The captives were engaged in creativity. For this, he was given all the possibilities: there were plenty of wood around, so many were engaged in wood carving even cut out a rod from linden for the field marshal, the canvases and paints were in any quantity, Paulus himself also did it, wrote memoirs. Nevertheless, he still did not recognize the “Union of German Officers”, did not agree to cooperation with the Soviet authorities, did not oppose A.
in the summer of the year Field Marshal was transferred to a special object in the lakes. Paulus is awarded the appeal of 16 generals. The intelligent, indecisive Paulus hesitated. As a former headquarters, he, apparently, was used to calculating all the pros and cons. But a number of events “helps him in this: the discovery of the second front, defeat on the Kursk Bulge and Africa, the loss of allies, total mobilization in Germany, the entry into the“ Union ”of 16 new generals and best friends, Colonel V.
Adam, as well as death in Italy in April of the year of his son Friedrich. And finally, the attempt on A. Hitler of the officers, whom he knew well.
He was shocked by the execution of the conspirators, among whom was his friend-Field Marshal E. his role was played, apparently, his wife, delivered from Berlin with Soviet intelligence. Four days later, he joined the Union of German Officers. Then - to the National Committee "Free Germany". From this moment on, he becomes one of the most active propagandists in the fight against Nazism.
He regularly performs on the radio, puts his signatures on the leaflets, urging the Wehrmacht soldier to switch to the side of the Russians. After the war, the “Stalingrad” generals were still captured. Many of them were then convicted in the USSR, but all 23, except for one deceased, later returned home from 94 thousand soldiers - about 6 thousand. However, Paulus in his homeland already visited in February as a participant in the Nuremberg process.
His appearance there and a performance in court as a witness was a surprise even for the officers closest to Paulus, not to mention the defendants, A. Yodla and G. Goering, who had to reassure. Some of the prisoners of the generals accused their colleague of baseness and betrayal. After Nuremberg, Field Marshal was a month and a half in Thuringia, where he met with his relatives.At the end of March, he was again brought to Moscow and settled in the country in Ilyinsky near Moscow according to some sources in Zagoryansk.
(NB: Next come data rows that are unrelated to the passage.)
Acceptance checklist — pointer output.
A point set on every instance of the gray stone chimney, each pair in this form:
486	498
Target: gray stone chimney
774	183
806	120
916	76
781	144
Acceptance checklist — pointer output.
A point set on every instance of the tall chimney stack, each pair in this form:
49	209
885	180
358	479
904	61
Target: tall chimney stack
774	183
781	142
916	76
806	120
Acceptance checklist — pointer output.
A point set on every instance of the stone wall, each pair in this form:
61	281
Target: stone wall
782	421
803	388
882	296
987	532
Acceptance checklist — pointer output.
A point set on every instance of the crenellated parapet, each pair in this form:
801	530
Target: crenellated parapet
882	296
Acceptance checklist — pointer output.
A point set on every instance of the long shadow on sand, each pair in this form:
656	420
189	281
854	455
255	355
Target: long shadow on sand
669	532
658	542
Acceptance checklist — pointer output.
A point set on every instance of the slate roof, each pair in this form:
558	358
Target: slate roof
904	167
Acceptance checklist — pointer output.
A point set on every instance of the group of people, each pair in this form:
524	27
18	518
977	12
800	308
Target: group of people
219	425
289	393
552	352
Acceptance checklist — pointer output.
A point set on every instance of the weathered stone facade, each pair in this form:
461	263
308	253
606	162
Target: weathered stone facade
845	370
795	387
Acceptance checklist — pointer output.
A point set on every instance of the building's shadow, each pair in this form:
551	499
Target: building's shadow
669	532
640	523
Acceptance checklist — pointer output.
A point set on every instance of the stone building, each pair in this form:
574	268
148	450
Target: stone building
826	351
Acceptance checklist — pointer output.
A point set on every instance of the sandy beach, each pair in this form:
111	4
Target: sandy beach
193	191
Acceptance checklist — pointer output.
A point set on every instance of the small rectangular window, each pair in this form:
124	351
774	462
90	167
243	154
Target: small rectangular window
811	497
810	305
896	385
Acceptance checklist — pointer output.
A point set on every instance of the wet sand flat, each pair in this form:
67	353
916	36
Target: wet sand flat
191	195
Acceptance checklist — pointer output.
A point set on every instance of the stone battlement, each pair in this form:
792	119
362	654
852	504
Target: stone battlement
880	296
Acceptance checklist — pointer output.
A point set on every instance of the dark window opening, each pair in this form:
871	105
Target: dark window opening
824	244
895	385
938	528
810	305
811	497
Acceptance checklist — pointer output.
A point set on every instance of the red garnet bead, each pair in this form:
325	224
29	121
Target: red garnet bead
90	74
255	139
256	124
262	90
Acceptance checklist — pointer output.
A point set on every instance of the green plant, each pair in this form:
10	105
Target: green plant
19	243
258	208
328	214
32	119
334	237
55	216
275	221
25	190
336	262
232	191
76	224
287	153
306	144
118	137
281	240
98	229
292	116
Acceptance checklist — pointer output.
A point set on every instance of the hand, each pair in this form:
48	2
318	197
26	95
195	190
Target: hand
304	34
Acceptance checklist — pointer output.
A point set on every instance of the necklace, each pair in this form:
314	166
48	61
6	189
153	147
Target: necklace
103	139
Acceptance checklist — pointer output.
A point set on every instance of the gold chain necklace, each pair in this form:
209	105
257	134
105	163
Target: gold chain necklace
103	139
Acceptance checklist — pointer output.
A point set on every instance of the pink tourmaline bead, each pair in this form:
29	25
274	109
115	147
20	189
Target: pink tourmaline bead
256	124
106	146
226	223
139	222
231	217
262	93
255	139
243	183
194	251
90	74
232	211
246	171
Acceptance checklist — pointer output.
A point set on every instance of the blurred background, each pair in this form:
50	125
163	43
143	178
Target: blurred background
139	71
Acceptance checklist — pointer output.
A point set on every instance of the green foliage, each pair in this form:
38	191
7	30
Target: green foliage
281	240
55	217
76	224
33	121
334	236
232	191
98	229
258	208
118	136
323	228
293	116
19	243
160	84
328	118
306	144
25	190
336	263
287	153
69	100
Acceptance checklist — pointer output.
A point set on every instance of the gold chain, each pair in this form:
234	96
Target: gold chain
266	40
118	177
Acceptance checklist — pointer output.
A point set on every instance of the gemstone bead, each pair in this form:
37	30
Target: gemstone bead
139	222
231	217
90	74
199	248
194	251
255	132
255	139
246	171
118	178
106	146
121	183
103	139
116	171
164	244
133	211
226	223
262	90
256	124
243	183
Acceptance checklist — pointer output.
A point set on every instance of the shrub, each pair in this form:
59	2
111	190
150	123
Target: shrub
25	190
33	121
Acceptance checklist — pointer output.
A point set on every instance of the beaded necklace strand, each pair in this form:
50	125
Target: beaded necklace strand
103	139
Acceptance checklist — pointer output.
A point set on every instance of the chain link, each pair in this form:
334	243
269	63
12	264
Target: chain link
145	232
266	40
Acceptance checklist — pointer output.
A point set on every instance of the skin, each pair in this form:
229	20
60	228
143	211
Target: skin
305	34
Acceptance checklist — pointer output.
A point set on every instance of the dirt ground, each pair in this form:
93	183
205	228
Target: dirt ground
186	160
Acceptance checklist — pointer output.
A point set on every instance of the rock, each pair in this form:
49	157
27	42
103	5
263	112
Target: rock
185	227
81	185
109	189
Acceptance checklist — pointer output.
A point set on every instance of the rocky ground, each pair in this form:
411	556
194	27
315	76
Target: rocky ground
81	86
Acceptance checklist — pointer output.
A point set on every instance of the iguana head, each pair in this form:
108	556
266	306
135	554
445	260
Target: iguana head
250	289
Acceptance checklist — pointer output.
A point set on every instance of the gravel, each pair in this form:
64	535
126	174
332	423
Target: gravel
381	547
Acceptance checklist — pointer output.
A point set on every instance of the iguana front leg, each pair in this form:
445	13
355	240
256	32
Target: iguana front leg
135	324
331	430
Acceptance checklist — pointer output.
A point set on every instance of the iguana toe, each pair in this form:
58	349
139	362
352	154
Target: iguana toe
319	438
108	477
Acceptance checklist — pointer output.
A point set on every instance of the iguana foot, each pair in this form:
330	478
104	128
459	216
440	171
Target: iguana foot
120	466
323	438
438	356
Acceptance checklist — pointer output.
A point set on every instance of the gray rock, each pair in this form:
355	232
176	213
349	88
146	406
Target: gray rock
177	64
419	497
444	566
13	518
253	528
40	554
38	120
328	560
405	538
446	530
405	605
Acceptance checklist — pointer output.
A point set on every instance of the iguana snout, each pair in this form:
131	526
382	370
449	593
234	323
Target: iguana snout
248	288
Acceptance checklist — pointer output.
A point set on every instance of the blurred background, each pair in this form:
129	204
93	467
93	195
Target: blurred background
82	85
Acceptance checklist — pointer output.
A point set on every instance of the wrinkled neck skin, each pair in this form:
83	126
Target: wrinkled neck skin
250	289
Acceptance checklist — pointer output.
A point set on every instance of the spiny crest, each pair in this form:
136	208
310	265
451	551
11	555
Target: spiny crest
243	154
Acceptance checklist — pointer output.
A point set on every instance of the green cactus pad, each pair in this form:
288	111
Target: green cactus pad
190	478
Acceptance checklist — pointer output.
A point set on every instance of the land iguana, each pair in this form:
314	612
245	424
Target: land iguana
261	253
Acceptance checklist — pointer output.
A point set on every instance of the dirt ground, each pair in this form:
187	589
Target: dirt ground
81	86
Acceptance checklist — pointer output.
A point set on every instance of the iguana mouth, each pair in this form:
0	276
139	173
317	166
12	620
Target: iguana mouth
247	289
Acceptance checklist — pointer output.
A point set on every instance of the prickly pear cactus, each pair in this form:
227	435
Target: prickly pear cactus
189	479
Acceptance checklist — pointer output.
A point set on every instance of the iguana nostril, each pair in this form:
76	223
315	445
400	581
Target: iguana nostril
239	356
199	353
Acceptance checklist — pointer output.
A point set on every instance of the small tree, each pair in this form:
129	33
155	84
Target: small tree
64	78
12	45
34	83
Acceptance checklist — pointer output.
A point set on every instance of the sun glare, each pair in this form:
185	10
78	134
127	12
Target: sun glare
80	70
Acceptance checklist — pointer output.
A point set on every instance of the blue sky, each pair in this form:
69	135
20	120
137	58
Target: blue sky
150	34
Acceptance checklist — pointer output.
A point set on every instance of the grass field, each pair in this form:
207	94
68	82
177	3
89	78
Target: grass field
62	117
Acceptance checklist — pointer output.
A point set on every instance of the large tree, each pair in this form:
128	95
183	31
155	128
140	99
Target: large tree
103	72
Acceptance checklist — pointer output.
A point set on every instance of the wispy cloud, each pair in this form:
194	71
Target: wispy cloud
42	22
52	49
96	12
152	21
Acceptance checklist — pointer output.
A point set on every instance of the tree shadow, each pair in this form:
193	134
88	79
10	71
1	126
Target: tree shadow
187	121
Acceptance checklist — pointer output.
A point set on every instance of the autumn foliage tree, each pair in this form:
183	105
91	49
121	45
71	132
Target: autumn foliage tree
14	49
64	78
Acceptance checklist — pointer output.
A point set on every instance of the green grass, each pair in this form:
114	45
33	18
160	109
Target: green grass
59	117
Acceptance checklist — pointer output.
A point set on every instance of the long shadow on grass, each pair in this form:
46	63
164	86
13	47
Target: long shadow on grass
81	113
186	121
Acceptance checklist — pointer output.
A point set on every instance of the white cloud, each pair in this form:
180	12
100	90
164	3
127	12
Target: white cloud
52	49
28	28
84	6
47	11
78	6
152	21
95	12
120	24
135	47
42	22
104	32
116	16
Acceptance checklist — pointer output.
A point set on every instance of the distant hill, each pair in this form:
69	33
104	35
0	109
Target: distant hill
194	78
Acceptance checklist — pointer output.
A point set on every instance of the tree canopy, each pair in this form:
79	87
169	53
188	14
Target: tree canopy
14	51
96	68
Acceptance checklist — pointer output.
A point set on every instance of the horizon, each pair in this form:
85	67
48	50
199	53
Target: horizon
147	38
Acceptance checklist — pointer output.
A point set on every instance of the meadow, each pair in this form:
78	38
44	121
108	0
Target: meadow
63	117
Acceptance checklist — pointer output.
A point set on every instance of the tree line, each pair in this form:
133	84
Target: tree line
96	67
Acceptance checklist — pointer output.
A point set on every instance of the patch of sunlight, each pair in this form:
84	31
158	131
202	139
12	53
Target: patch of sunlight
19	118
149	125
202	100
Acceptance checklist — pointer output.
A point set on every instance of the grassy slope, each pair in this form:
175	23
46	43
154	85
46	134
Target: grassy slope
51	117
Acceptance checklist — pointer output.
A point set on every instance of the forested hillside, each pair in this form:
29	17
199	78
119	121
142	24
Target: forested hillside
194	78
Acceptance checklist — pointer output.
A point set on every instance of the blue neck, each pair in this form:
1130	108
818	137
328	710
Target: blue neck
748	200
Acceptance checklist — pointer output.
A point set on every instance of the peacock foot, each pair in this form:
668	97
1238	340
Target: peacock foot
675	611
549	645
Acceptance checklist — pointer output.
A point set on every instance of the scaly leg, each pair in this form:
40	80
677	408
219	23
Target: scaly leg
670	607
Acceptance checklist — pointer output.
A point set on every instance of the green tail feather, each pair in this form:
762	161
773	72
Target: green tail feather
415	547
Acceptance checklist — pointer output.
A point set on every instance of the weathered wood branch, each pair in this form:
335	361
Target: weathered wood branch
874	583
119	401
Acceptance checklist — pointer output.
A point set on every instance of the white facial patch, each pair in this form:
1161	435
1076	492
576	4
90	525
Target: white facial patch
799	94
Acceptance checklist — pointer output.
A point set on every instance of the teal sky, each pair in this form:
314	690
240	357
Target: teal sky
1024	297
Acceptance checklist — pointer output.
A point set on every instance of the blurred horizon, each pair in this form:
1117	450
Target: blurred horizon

There, he studied the works of the classics of Marxism-Leninism, read party literature, preparing for performances to the Soviet generals. He had his own doctor, cook and adjutant. Paulus was regularly delivered letters and parcels from relatives. When he fell ill, they drove for treatment in Yalta. But all his requests for returning home, about visiting the grave of his wife, came across the wall of a polite refusal.
One morning in the year, Paulus was found unconscious, but managed to save.